Especial Eco 92 III

Brasil: um ator de peso nas discussões sobre meio ambiente

País é um dos pioneiros no debate sobre desenvolvimento sustentável. Preservar a riqueza da biodiversidade brasileira é preocupação de governos e de entidades da sociedade civil
Laura Lopes
 09/06/2007

Apesar de o Brasil contribuir para a emissão dos gases do efeito estufa por meio do desmatamento e queimadas, o país desponta como um dos principais atores na ordem ambiental internacional. Segundo dados do Ministério do Meio Ambiente (MMA), a substituição de combustíveis fósseis por renováveis, como o etanol, já alcançou 45% de nossa matriz energética. Cerca de 80% da energia elétrica, por exemplo, são gerados a partir de hidrelétricas. Além de ser responsável pela geração de 35% de todo o etanol do planeta, o Brasil se dedica à produção e exportação de biodiesel, e ainda leva adiante projetos que já evitaram a emissão de 25 milhões de toneladas de CO2 nos últimos sete anos. E ainda deve-se levar em conta o fato de o país ter sediado a Cúpula da Terra e ter sido o único a participar da Comissão de Desenvolvimento Sustentável (CDS) da ONU desde sua criação, em 1993.

 No Brasil, desmatamento de florestas é um dos principais vetores de lançamento de gases que causam o efeito estufa (Foto: Carlos Juliano Barros)
No Brasil, desmatamento de florestas é um dos principais vetores de lançamento de gases que causam o efeito estufa (Foto: Carlos Juliano Barros) 
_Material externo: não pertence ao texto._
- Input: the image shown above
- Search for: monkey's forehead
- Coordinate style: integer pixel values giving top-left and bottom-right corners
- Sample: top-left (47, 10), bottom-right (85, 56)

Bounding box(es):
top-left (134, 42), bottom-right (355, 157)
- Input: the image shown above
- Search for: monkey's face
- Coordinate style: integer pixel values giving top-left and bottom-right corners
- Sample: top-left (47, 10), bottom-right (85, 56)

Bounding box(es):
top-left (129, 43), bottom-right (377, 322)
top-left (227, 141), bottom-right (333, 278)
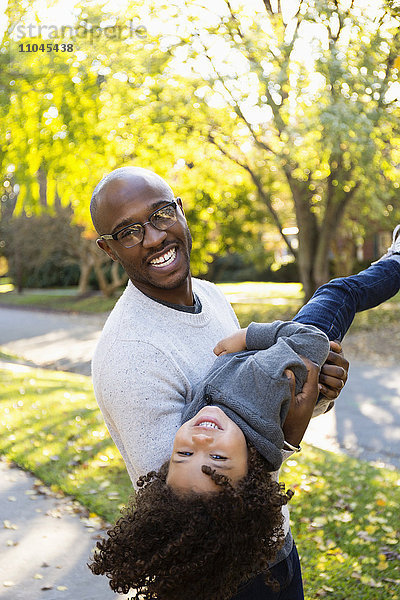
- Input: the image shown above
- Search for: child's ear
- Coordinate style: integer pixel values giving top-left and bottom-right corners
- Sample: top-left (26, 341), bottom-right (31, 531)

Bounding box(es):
top-left (175, 196), bottom-right (185, 216)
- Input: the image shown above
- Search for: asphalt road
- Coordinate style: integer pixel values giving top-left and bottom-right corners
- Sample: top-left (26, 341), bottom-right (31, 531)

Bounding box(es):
top-left (0, 307), bottom-right (400, 600)
top-left (0, 307), bottom-right (400, 468)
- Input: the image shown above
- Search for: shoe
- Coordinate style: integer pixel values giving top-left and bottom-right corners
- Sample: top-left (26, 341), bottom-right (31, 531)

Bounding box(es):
top-left (372, 225), bottom-right (400, 264)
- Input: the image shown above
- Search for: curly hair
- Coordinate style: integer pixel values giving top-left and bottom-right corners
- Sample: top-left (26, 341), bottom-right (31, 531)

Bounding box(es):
top-left (89, 447), bottom-right (290, 600)
top-left (89, 447), bottom-right (290, 600)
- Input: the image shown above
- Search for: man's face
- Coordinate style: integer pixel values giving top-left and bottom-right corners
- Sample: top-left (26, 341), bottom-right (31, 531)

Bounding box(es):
top-left (167, 406), bottom-right (248, 493)
top-left (98, 176), bottom-right (192, 302)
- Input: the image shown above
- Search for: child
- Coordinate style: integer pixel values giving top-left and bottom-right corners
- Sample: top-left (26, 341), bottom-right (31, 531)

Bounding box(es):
top-left (91, 230), bottom-right (400, 600)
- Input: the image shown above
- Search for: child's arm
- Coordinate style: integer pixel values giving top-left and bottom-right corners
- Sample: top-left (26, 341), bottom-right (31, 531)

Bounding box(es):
top-left (214, 321), bottom-right (328, 366)
top-left (214, 327), bottom-right (247, 356)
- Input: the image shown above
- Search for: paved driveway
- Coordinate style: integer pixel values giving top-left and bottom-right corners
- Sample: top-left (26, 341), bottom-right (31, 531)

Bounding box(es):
top-left (0, 307), bottom-right (400, 468)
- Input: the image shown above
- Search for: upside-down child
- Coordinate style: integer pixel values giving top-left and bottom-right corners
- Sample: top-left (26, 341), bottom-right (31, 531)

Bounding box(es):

De acordo com o MMA, a biodiversidade do planeta pode alcançar de 10 a 100 milhões de espécies, sendo que apenas 1,7 milhão são conhecidas. O Brasil se destaca como detentor da maior diversidade biológica do mundo, abrigando de 15 a 20% do número total de espécies. Com o intuito de promover parcerias entre o poder público e a sociedade civil na conservação desta diversidade, garantindo sua utilização sustentável e uma divisão justa dos lucros obtidos a partir de sua exploração, o governo criou o Programa Nacional da Diversidade Biológica (Pronabio). "Nossa principal fonte de emissão de gases poluentes é o desmatamento, o que é uma vantagem para o Brasil. É mais fácil contê-lo do que fazer a população parar de andar de carro, ou criar modelos alternativos de transportes", afirma o professor Wagner Ribeiro, presidente do Programa de Pós-Graduação em Ciência Ambiental (Procam) da Universidade de São Paulo (USP).

Um dos mais importantes documentos aprovados pela Rio 92 ficou conhecido por Agenda 21. Trata-se de uma espécie de roteiro para que os países adotem um modelo sócio-econômico preocupado com o zelo dos recursos naturais – um catatau de 40 capítulos com 2 500 recomendações para implementação de políticas que estimulem a participação ativa da sociedade, governos e empresários na a construção de um desenvolvimento sustentável.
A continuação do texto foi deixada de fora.